Rats homozygous for the humanized Aβ sequence, without the Swedish mutation, were also generated to serve as controls; these animals are referred to as Apph/h. Animals that carry the Swedish mutation on an Apph/h background are referred to as Apps/s and Apps/h, when homozygous or heterozygous for the Swedish mutation, respectively.
For the initial characterization of these rats, mRNA and protein levels were measured in the brains of 21-day-old animals.
Expression of mutant App in these knock-in rats is under the control of natural regulatory elements. Levels of App mRNA in brain were similar in Apps/s, Apph/h, and wild-type animals (Appw/w) (Tambini et al., 2019).
Steady-state levels of immature (unglycosylated) APP were similar in the brains of Apps/s, Apps/h, and Apph/h rats. However, levels of the mature protein were lower in the brains of animals homozygous for the Swedish mutation compared with control Apph/h brains, perhaps due to increased cleavage of the mutant protein by β-secretase (Tambini et al., 2020).

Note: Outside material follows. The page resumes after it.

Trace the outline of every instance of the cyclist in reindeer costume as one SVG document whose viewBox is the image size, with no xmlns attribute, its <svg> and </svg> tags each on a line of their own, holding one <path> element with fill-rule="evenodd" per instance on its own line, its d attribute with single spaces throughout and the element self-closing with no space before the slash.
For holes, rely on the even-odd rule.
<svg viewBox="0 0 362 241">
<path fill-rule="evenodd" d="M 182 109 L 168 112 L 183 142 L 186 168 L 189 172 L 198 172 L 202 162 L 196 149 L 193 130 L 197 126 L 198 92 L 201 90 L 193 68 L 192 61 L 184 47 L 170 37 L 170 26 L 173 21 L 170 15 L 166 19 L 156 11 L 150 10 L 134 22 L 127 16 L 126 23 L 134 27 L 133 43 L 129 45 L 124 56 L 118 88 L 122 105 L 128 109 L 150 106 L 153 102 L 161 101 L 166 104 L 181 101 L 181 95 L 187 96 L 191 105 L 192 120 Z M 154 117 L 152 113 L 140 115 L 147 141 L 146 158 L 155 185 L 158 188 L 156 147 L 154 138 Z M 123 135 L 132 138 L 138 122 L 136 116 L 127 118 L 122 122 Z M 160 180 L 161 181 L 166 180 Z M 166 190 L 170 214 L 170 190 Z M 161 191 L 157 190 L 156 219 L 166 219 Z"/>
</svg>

β-secretase (BACE) cleavage generates a soluble N-terminal fragment, sAPPβ, and an intramembrane C-terminal fragment, CTFβ. Levels of CTFβ were elevated in the brains of Apps/s rats, compared with Apph/h animals (Tambini et al., 2019; Tambini et al., 2020). The brains of males heterozygous for the Swedish mutation also contained more CTFβ than the brains of control Apph/h males, but a small group of heterozygous females (five rats per genotype) did not show this increase (Tambini et al., 2020). A gene-dose-dependent increase in sAPPβ was observed in both sexes (i.e., Apps/s > Apps/h > Apph/h) (Tambini et al., 2020), consistent with the initial finding in an earlier study that examined only homozygotes and pooled the sexes (Tambini et al., 2019).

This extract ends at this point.